The best masago comes from Japan, Iceland, or Canada where capelin fish thrive. Major producers include Maruito®, Marumi®, and Oriental Mart®. Prices range from $3 to $10 for 2 to 4 ounce jars.

Is it Safe to Eat Raw Masago?

It is generally safe to consume raw masago according to food safety guidelines. Raw fish is safe when it has been blast frozen to kill bacteria and parasites (Source: FDA). Most masago sold in the U.S. is blast frozen during processing.

To reduce risks of foodborne illness, pregnant women, elderly, and those with compromised immune systems should avoid raw seafood. There is always a slight risk of pathogens with raw fish.

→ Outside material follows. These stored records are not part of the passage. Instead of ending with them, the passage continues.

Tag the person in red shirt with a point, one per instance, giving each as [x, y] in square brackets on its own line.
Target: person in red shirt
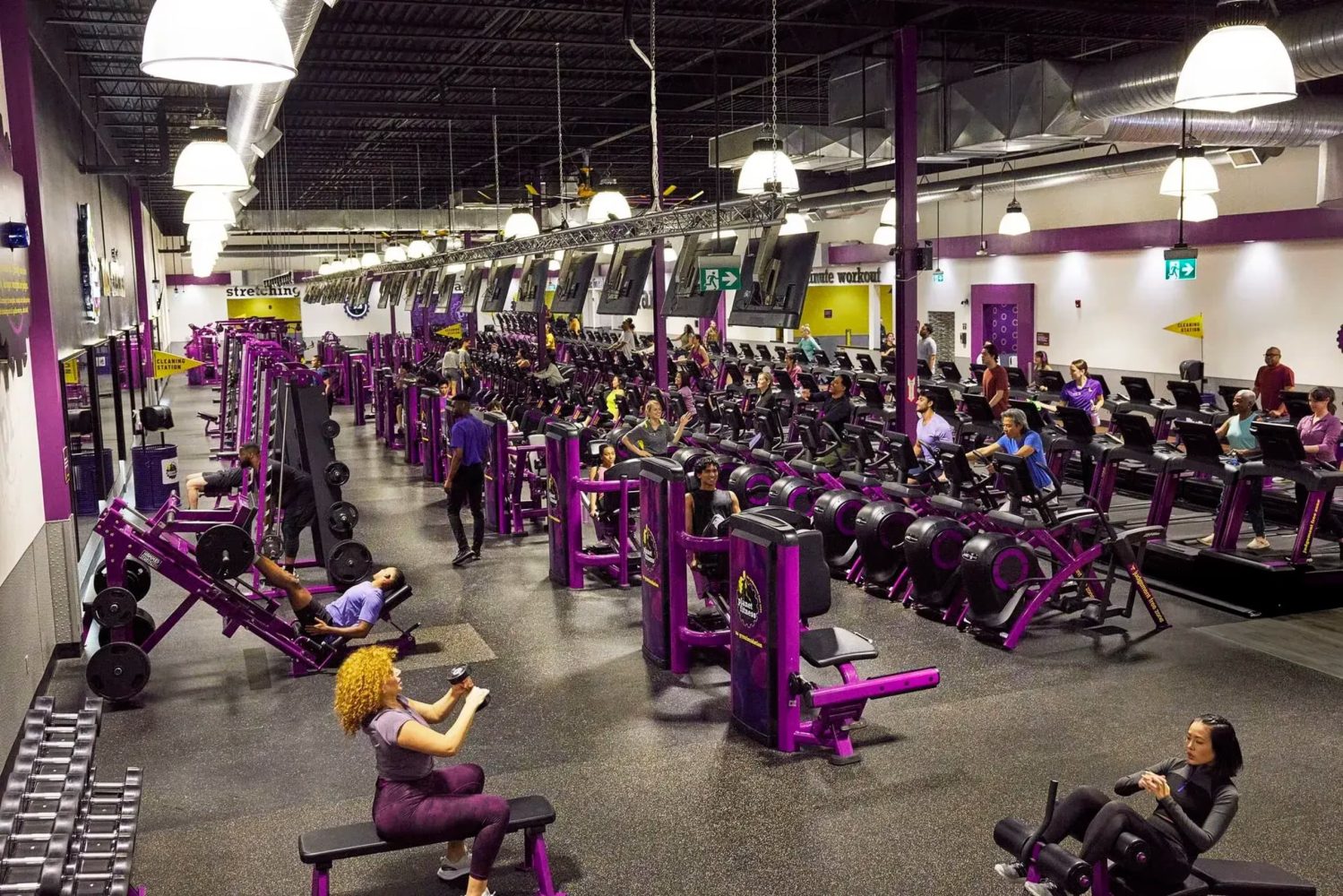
[995, 379]
[1272, 381]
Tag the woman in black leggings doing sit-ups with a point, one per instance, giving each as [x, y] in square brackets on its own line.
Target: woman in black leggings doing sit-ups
[1195, 801]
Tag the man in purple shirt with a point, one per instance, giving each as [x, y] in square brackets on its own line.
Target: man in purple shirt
[470, 445]
[350, 616]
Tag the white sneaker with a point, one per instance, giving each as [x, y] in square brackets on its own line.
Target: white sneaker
[454, 871]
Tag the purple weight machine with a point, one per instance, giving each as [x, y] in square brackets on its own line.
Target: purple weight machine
[778, 583]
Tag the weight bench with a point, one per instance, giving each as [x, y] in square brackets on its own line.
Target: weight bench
[323, 848]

Buying masago from trusted sellers and keeping it refrigerated minimizes dangers.

Cooking masago by lightly frying, baking, or boiling reduces potential food safety issues. But many prefer the taste, texture, and nutrition of fresh raw masago. Most healthy people can safely eat raw masago following proper storage and handling.

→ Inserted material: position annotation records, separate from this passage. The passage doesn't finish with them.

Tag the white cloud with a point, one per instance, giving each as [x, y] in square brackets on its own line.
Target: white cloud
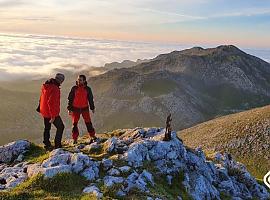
[34, 55]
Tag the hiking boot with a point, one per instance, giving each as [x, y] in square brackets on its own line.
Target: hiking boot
[48, 147]
[92, 139]
[58, 146]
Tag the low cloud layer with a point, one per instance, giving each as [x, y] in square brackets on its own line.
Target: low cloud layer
[33, 56]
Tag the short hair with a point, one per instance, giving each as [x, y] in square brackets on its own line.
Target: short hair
[83, 77]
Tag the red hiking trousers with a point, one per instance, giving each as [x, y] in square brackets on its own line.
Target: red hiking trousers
[88, 123]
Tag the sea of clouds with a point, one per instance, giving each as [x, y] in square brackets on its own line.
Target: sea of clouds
[36, 56]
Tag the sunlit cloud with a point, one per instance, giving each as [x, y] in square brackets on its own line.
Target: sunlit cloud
[32, 56]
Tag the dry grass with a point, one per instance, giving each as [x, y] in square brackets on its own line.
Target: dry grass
[215, 134]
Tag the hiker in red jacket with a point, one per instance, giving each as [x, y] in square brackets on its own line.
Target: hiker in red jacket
[79, 100]
[49, 107]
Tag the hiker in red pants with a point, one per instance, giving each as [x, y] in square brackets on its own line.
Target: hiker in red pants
[49, 108]
[80, 99]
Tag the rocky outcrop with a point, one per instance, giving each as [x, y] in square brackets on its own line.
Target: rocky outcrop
[13, 151]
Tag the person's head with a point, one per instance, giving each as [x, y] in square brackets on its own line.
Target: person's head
[60, 78]
[81, 80]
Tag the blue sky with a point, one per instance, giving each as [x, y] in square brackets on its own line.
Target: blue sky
[199, 22]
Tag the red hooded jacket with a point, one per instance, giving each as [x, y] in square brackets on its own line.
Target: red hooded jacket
[50, 99]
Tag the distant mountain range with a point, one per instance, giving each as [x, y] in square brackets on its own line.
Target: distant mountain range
[194, 85]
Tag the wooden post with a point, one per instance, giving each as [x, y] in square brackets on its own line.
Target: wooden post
[168, 128]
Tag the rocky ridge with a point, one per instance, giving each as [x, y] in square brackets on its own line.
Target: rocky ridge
[134, 161]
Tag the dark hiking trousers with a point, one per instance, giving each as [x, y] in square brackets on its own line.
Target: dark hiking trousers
[58, 123]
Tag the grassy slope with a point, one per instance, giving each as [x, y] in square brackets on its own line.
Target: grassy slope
[213, 134]
[69, 186]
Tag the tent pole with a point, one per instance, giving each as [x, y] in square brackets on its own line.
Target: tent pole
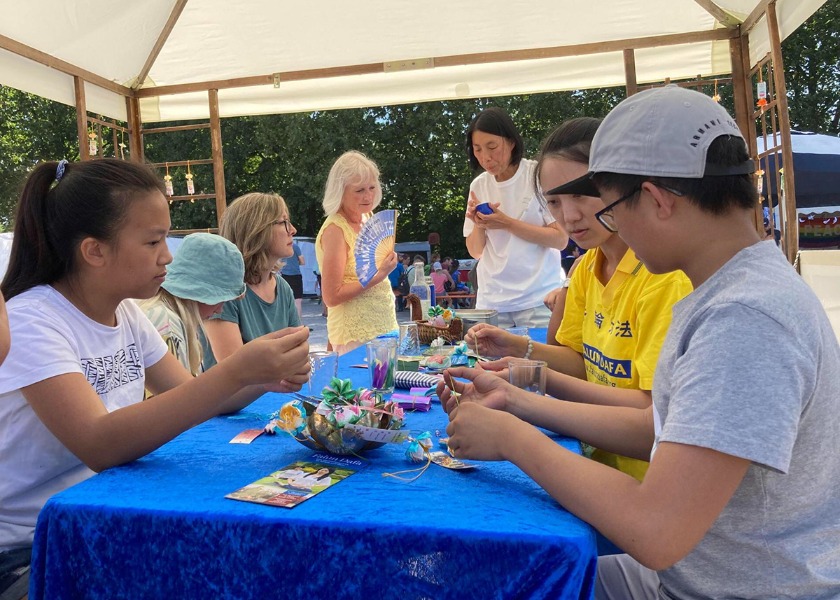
[135, 131]
[81, 117]
[216, 146]
[738, 49]
[791, 229]
[631, 84]
[742, 91]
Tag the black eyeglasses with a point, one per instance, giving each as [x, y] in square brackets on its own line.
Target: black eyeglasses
[285, 223]
[605, 216]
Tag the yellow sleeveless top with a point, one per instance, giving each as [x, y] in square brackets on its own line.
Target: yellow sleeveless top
[368, 315]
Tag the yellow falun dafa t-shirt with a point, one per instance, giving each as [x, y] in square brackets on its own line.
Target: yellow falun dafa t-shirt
[619, 328]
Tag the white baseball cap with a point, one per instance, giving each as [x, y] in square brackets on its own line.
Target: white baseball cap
[661, 132]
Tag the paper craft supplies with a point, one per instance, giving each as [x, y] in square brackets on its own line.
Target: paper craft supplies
[412, 402]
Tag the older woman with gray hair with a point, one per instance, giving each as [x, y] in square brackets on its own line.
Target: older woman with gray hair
[357, 313]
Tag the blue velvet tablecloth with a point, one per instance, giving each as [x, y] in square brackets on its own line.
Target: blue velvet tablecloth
[161, 526]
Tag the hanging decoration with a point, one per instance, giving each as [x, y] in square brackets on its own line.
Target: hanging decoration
[167, 179]
[93, 146]
[761, 92]
[122, 145]
[190, 183]
[716, 96]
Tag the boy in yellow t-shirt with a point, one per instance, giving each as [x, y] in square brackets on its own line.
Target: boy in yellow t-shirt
[616, 312]
[619, 328]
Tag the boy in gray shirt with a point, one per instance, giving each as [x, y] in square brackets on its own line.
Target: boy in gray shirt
[740, 500]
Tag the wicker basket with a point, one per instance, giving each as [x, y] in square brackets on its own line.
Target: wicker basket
[428, 333]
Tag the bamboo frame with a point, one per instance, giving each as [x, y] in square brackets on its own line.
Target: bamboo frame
[733, 30]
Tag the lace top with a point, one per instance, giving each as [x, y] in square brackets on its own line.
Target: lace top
[369, 314]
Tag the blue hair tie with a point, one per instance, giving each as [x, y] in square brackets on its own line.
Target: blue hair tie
[59, 170]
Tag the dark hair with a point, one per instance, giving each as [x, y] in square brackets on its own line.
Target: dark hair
[714, 194]
[571, 140]
[494, 121]
[53, 217]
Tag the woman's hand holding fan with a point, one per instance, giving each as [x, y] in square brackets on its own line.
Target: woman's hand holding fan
[374, 250]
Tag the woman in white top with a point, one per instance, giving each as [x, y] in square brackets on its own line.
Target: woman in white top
[518, 242]
[88, 237]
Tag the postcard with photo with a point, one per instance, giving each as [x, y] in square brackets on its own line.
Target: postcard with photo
[298, 481]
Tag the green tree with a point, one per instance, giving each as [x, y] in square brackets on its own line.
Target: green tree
[812, 71]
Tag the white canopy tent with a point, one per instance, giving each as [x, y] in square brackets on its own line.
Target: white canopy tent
[163, 60]
[334, 54]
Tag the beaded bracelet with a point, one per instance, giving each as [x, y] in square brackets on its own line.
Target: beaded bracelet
[529, 351]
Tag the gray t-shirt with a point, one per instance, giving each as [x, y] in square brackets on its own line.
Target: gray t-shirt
[751, 368]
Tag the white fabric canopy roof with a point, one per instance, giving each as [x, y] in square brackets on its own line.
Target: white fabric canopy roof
[222, 40]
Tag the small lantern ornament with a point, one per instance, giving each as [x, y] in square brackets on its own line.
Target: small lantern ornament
[761, 92]
[93, 146]
[190, 183]
[167, 181]
[716, 96]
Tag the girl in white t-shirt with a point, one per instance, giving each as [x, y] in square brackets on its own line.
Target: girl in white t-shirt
[89, 236]
[516, 238]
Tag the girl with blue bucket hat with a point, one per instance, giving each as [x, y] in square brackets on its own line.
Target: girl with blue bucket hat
[206, 272]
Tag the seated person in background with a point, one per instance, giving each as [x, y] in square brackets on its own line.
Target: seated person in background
[260, 226]
[740, 499]
[616, 312]
[290, 272]
[394, 277]
[410, 268]
[441, 277]
[206, 272]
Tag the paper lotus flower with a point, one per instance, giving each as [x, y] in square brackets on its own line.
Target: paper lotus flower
[383, 374]
[440, 317]
[325, 424]
[292, 418]
[460, 357]
[418, 448]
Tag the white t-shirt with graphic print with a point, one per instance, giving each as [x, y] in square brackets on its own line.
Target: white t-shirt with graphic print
[52, 337]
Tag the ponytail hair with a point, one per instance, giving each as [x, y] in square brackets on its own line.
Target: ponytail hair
[571, 141]
[55, 213]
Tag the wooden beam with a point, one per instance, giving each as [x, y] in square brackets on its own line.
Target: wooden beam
[791, 229]
[216, 147]
[449, 61]
[81, 117]
[720, 15]
[105, 123]
[740, 85]
[183, 163]
[45, 59]
[754, 16]
[135, 130]
[164, 35]
[149, 130]
[631, 84]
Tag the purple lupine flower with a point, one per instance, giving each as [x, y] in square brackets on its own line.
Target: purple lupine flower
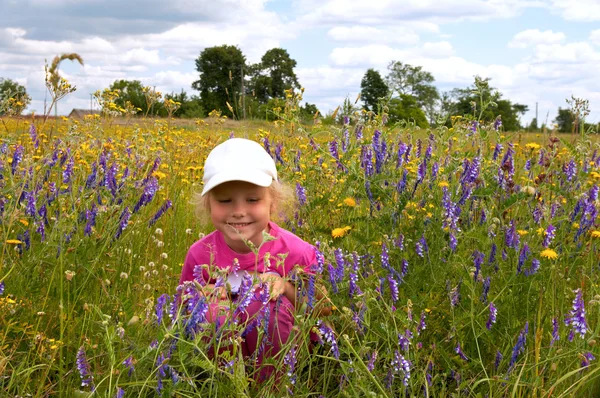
[460, 352]
[535, 266]
[150, 190]
[455, 295]
[492, 318]
[478, 258]
[400, 364]
[486, 289]
[301, 194]
[87, 380]
[329, 337]
[90, 216]
[576, 316]
[166, 206]
[17, 158]
[570, 170]
[129, 364]
[519, 347]
[68, 171]
[393, 287]
[497, 151]
[421, 326]
[586, 358]
[498, 123]
[549, 235]
[33, 136]
[371, 363]
[498, 359]
[523, 254]
[160, 307]
[123, 221]
[555, 335]
[290, 361]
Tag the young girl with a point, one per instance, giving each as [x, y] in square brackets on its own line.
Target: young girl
[241, 192]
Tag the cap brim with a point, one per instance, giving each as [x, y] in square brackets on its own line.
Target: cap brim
[260, 179]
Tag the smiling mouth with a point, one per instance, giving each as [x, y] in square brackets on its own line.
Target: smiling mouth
[238, 225]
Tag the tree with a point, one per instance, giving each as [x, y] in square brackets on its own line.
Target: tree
[220, 81]
[564, 120]
[13, 97]
[273, 75]
[132, 91]
[412, 80]
[372, 89]
[471, 101]
[406, 108]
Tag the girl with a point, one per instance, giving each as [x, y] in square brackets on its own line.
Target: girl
[241, 192]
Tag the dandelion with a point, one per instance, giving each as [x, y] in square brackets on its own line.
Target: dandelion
[576, 316]
[87, 380]
[340, 232]
[492, 318]
[549, 253]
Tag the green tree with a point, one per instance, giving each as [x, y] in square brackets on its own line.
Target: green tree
[485, 102]
[13, 97]
[564, 119]
[273, 75]
[220, 81]
[132, 91]
[372, 89]
[406, 108]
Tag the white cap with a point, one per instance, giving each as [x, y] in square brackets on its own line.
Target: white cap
[238, 159]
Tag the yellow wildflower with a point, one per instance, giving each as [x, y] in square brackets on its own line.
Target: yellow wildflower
[350, 202]
[549, 253]
[339, 232]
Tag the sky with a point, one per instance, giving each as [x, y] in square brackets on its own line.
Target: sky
[534, 51]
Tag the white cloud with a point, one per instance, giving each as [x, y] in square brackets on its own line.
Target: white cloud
[394, 35]
[532, 37]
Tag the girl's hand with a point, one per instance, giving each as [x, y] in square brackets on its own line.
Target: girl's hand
[276, 284]
[209, 291]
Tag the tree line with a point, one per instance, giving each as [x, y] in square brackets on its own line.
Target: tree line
[238, 89]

Can Pregnant Women Eat Masago?

It is typically recommended that pregnant women avoid raw or undercooked seafood due to risks of parasites and infections. Listeria, Salmonella, and other bacteria can contaminate seafood and potentially harm the developing baby (Source: FDA).

However, Masago is likely low risk for healthy pregnant women when purchased from reputable sellers. The small size and processing of the fish eggs reduces risks. Talk to your doctor about your diet and if you can include masago in moderation or if it’s better to avoid during pregnancy.

Cooking masago eliminates food safety issues for pregnant women. Lightly fried, boiled, or baked masago provide the same great taste and nutrition without the minimal risks of raw fish. Always refrigerate and use good food hygiene when handling any seafood.

In conclusion, masago caviar is a nutritious and flavorful type of fish roe that adds taste and visual appeal to many dishes. Its small size, crunchy popping texture, mild briny-sweet flavor, and bright color make it a versatile ingredient. Masago is easy to find at Asian markets and mainstream grocery stores. Following safe handling and storage, both raw and cooked masago can be enjoyed as part of a healthy, balanced diet.